Ethylene dibromide (1,2-dibromoethane, EDB) is a highly toxic halogenated hydrocarbon historically used as a lead scavenger in gasoline and as a grain/fruit fumigant. Acute poisoning is rare but carries an extremely high mortality rate, with most reported cases resulting in death from multiorgan failure (hepatic, renal) and intractable metabolic acidosis. [1-2] There is no specific antidote; management is entirely supportive. [2-3]
1. History
- Route of exposure: ingestion (suicidal, accidental), inhalation (occupational, confined spaces), or dermal contact [4]
- Timing of exposure, duration, estimated volume/concentration
- Occupational context: fumigation work, grain storage, chemical tank cleaning, leaded gasoline handling [1][4]
- Intentional vs. accidental exposure
- Symptom onset: nausea, vomiting, diarrhea, abdominal pain (ingestion); cough, dyspnea, chest tightness (inhalation); skin blistering (dermal) [4]
- Progression: initial GI/respiratory symptoms → CNS depression → hepatorenal failure over 12–72 hours [1-2]
- Important negatives: co-ingestants, ethanol use (may modulate metabolism), fasting state (enhances hepatotoxicity) [5]
2. Alarm Features
- Altered mental status or rapid loss of consciousness (especially after inhalation in confined spaces) [1]
- Intractable metabolic acidosis — hallmark of severe poisoning and poor prognosis [1-2]
- Oliguria/anuria suggesting acute renal failure
- Coagulopathy or DIC
- Rapidly rising transaminases indicating fulminant hepatic necrosis
- Seizures or cardiovascular collapse
- Any ingestion of concentrated EDB should be treated as potentially lethal — as little as 3 mL of concentrated EDB has caused multiorgan failure [2]
3. Medications
- No specific antidote exists [3]
- N-acetylcysteine (NAC): Theoretical benefit as a glutathione precursor; in vitro data show NAC partially prevents glutathione depletion and lipid peroxidation caused by EDB. Consider empiric use given the mechanism of toxicity (glutathione depletion → hepatocellular necrosis), analogous to acetaminophen poisoning protocols [6-8]
- Avoid hepatotoxic medications and drugs metabolized via CYP2E1 (e.g., ethanol, isoniazid), which may potentiate toxicity [9]
- Avoid alpha-adrenergic agonists (e.g., phenylephrine), which have been shown to potentiate EDB nephrotoxicity in animal models [10]
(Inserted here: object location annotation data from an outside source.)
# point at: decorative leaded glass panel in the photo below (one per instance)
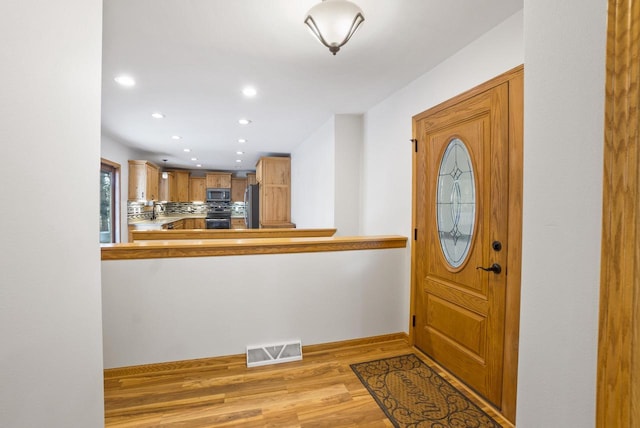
(455, 203)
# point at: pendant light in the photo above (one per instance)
(333, 22)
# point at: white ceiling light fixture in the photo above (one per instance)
(333, 22)
(165, 174)
(249, 91)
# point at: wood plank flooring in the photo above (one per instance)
(319, 391)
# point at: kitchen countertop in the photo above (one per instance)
(145, 224)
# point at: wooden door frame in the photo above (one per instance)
(515, 77)
(618, 379)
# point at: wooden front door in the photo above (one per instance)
(461, 208)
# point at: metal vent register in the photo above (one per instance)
(274, 353)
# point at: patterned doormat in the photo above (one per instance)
(411, 394)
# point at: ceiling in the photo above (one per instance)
(191, 58)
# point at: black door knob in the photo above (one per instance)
(495, 268)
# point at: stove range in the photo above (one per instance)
(218, 216)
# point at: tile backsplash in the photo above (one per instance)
(140, 211)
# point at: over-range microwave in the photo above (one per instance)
(218, 195)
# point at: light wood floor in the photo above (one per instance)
(319, 391)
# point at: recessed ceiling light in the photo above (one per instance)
(249, 91)
(125, 81)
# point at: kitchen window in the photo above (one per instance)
(109, 202)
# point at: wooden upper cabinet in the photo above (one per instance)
(197, 189)
(238, 186)
(274, 176)
(143, 181)
(168, 187)
(274, 170)
(219, 180)
(251, 178)
(182, 186)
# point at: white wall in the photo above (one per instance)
(175, 309)
(564, 116)
(50, 304)
(313, 179)
(348, 173)
(387, 149)
(117, 152)
(326, 176)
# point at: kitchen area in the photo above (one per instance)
(168, 199)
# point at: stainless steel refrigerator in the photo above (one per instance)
(252, 206)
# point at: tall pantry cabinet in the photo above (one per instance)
(274, 176)
(143, 181)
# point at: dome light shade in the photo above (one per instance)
(333, 22)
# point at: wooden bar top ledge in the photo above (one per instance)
(154, 249)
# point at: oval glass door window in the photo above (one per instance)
(455, 203)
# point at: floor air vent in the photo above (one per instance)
(272, 354)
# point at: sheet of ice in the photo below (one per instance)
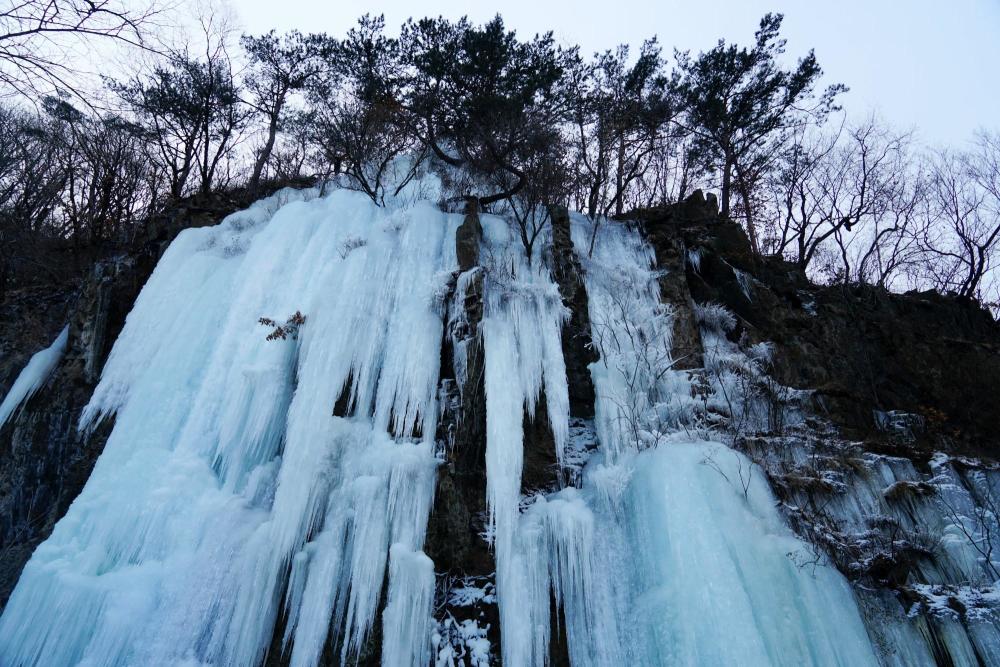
(714, 576)
(721, 579)
(522, 324)
(33, 376)
(226, 469)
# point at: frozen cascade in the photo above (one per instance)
(227, 488)
(523, 317)
(33, 376)
(248, 480)
(716, 576)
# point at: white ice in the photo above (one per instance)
(226, 469)
(33, 376)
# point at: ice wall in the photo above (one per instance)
(249, 481)
(228, 491)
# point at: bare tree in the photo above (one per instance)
(279, 66)
(966, 197)
(37, 37)
(853, 187)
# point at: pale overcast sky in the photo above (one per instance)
(933, 66)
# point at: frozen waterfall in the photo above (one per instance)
(269, 487)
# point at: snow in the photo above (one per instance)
(231, 500)
(227, 480)
(33, 376)
(522, 322)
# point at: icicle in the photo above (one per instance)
(406, 638)
(226, 471)
(33, 376)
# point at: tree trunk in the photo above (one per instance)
(265, 152)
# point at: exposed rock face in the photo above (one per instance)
(860, 348)
(467, 238)
(44, 461)
(664, 229)
(455, 532)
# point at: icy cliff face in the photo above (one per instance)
(266, 489)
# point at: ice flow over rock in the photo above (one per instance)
(249, 480)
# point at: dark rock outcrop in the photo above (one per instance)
(860, 348)
(44, 460)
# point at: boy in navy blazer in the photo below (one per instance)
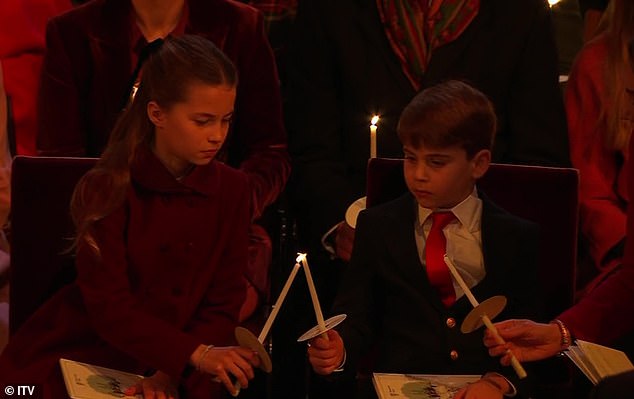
(393, 299)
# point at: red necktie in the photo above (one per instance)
(435, 249)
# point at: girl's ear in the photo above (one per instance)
(155, 113)
(481, 162)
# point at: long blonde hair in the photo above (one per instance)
(618, 27)
(166, 76)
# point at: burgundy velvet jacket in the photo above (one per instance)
(167, 279)
(86, 78)
(22, 24)
(606, 313)
(602, 172)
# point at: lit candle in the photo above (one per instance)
(373, 123)
(313, 295)
(278, 303)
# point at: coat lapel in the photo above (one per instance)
(451, 54)
(370, 24)
(493, 248)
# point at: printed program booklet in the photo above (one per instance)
(419, 386)
(87, 381)
(598, 361)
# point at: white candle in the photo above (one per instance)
(373, 123)
(461, 282)
(313, 295)
(278, 303)
(519, 370)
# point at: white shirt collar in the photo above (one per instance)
(467, 212)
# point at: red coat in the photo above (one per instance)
(86, 78)
(603, 173)
(605, 314)
(168, 280)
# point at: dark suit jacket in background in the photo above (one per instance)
(342, 70)
(391, 304)
(87, 71)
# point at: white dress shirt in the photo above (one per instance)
(464, 239)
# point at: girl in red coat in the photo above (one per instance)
(161, 244)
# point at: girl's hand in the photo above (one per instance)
(157, 386)
(326, 355)
(230, 360)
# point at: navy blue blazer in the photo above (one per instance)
(342, 69)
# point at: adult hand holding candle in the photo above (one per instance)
(519, 370)
(246, 339)
(373, 122)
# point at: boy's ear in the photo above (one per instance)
(481, 162)
(155, 113)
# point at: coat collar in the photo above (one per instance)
(148, 171)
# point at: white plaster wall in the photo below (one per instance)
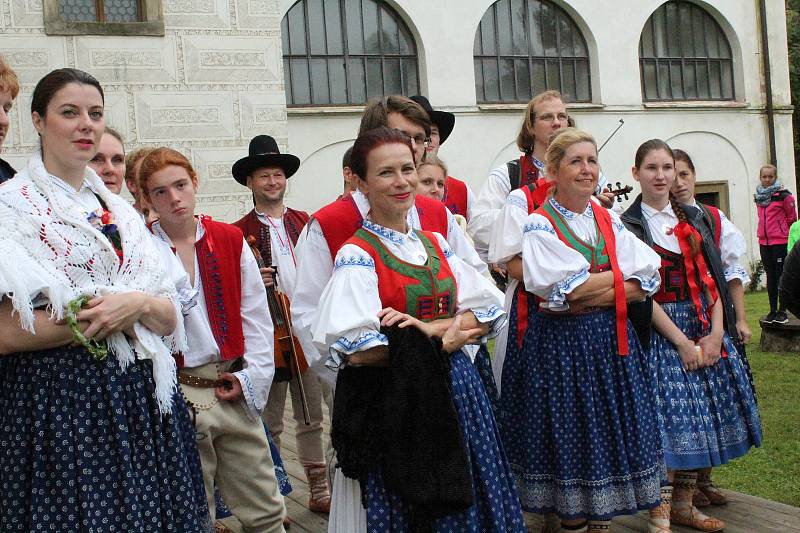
(210, 84)
(728, 141)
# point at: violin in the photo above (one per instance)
(289, 356)
(621, 192)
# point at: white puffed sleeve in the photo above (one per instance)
(476, 293)
(550, 268)
(506, 241)
(732, 248)
(636, 259)
(347, 320)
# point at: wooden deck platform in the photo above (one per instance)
(745, 514)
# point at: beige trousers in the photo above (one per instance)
(234, 451)
(309, 438)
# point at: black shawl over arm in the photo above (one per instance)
(401, 420)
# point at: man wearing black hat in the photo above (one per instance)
(458, 196)
(274, 229)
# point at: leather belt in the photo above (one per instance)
(203, 383)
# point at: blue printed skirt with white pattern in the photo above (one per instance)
(707, 416)
(83, 447)
(580, 419)
(496, 507)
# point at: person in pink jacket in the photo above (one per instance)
(776, 210)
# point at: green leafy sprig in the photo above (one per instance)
(98, 350)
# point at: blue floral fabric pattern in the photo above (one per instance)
(83, 447)
(579, 421)
(497, 505)
(708, 416)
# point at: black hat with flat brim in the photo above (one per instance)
(264, 152)
(444, 121)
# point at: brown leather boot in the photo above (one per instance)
(319, 499)
(659, 516)
(599, 526)
(686, 514)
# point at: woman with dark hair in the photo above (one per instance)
(583, 441)
(706, 408)
(89, 440)
(777, 211)
(450, 474)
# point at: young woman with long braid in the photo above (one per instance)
(706, 407)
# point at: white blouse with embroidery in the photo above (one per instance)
(732, 244)
(347, 321)
(552, 269)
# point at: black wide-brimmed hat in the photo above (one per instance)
(444, 121)
(264, 152)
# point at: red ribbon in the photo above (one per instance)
(620, 302)
(695, 266)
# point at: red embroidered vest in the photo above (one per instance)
(456, 196)
(219, 254)
(601, 257)
(427, 292)
(340, 219)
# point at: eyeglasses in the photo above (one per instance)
(550, 117)
(418, 139)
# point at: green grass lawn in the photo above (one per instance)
(772, 471)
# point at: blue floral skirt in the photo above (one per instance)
(707, 416)
(83, 447)
(580, 422)
(496, 507)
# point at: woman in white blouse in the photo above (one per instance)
(706, 407)
(587, 445)
(732, 249)
(389, 274)
(89, 440)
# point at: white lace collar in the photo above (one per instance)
(570, 215)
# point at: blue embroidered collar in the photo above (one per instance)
(389, 234)
(569, 215)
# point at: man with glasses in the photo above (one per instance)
(545, 115)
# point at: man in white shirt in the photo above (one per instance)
(227, 370)
(273, 229)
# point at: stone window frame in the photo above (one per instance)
(695, 63)
(153, 23)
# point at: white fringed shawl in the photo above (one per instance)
(48, 248)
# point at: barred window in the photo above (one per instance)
(523, 47)
(100, 10)
(685, 55)
(339, 52)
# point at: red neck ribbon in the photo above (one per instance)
(529, 172)
(695, 267)
(620, 302)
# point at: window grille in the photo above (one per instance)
(685, 55)
(523, 47)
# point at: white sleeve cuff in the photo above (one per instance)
(557, 301)
(343, 347)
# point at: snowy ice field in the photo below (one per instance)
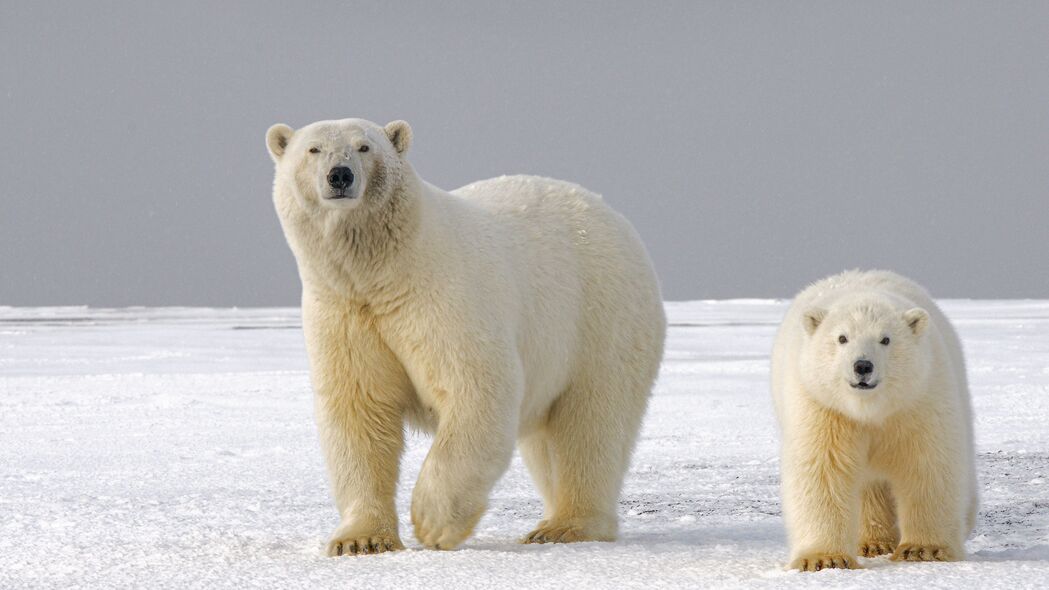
(176, 448)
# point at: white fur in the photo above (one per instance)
(878, 470)
(515, 309)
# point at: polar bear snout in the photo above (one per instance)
(340, 178)
(864, 375)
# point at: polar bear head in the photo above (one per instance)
(865, 356)
(339, 165)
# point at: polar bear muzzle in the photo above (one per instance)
(340, 178)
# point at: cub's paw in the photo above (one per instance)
(921, 552)
(560, 531)
(875, 547)
(817, 562)
(363, 545)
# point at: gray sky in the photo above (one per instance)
(756, 146)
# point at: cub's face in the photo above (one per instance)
(338, 165)
(864, 359)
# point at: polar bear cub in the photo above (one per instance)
(870, 388)
(515, 309)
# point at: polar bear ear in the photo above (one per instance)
(276, 140)
(916, 319)
(812, 319)
(400, 134)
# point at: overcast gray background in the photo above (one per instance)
(756, 146)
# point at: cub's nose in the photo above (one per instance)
(340, 177)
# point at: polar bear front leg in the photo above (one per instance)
(820, 475)
(472, 448)
(361, 392)
(929, 499)
(362, 446)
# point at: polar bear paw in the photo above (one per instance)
(817, 562)
(922, 552)
(356, 543)
(875, 547)
(555, 531)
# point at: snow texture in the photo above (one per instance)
(176, 448)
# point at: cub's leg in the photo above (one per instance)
(361, 392)
(878, 533)
(821, 505)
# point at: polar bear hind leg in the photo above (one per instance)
(581, 455)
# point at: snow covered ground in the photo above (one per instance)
(175, 447)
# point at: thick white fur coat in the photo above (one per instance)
(877, 469)
(517, 309)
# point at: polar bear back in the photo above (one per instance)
(581, 283)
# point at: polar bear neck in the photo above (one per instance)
(354, 254)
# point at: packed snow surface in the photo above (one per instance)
(176, 448)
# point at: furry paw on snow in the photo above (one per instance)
(817, 562)
(919, 552)
(565, 532)
(364, 545)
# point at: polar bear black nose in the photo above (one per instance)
(340, 177)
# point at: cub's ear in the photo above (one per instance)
(276, 140)
(812, 319)
(400, 134)
(916, 319)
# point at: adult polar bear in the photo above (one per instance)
(512, 309)
(870, 387)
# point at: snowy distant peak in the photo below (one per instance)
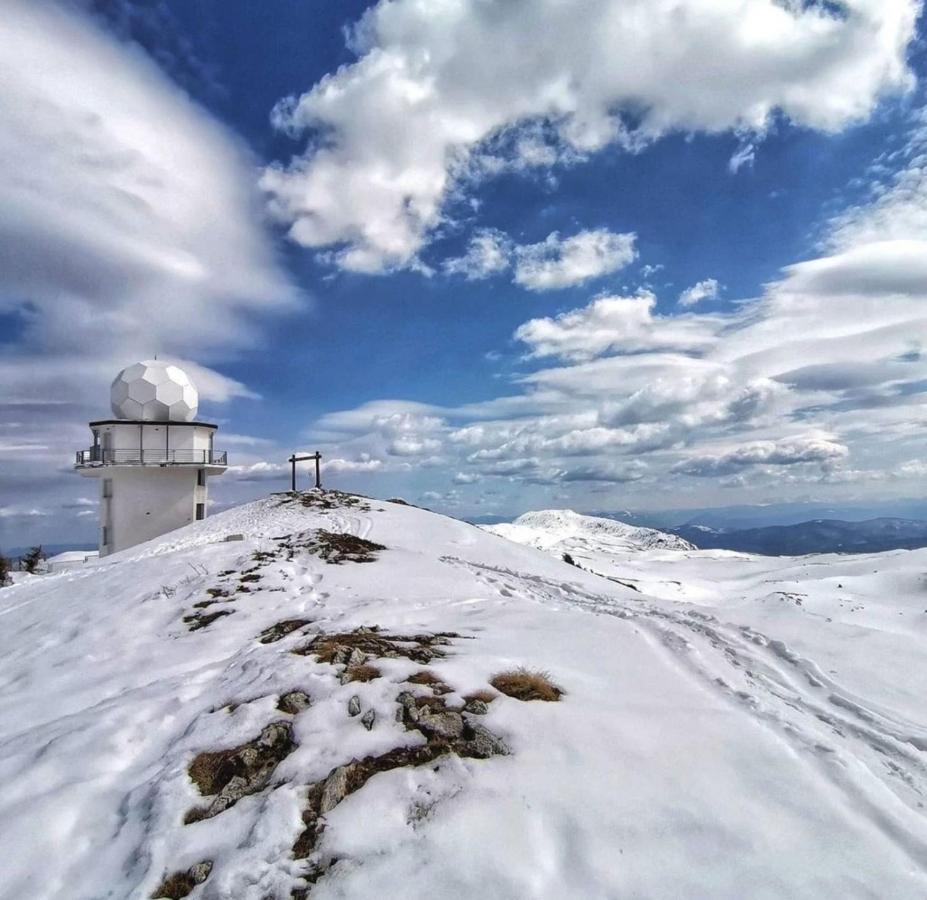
(558, 529)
- Disulfiram and cyanamide (aldehyde dehydrogenase inhibitors) increase susceptibility to EDB toxicity [11]
- Standard antiemetics, vasopressors, and sedatives as needed for supportive care
4. Diet
- NPO in the acute setting
- Fasting state enhances EDB hepatotoxicity in animal models — early nutritional support may be beneficial once GI tract is functional [5]
- No specific long-term dietary considerations beyond standard hepatorenal recovery support
5. Review of Systems
- GI: Nausea, vomiting, diarrhea, abdominal pain, hematemesis
- Neuro: Headache, dizziness, confusion, lethargy, coma
- Respiratory: Cough, dyspnea, chest tightness, pulmonary edema
- Renal: Decreased urine output, hematuria
- Dermatologic: Skin irritation, vesiculation, chemical burns
- Ophthalmologic: Eye irritation, tearing, conjunctival injection
- Hematologic: Bleeding, bruising (coagulopathy)
- Reproductive: Chronic exposure — inquire about infertility, spermatogenic dysfunction [4]
6. Collateral History and Family History
- Coworkers or bystanders with similar symptoms (suggests environmental/inhalation exposure) [1]
- Occupational history: fumigation, agriculture, chemical manufacturing, gasoline handling [4]
- Access to EDB (availability as a fumigant, particularly in South Asia) [2]
- Psychiatric history if intentional ingestion suspected
- Family history is generally not contributory, though GST T1-1 polymorphisms may affect individual susceptibility to EDB metabolism [9]
7. Risk Factors
- Occupational exposure: fumigators, grain handlers, chemical plant workers, tank cleaners [1][4]
- Confined space work without respiratory protection [1]
- Regions where EDB is still used as a fumigant (e.g., India) [2]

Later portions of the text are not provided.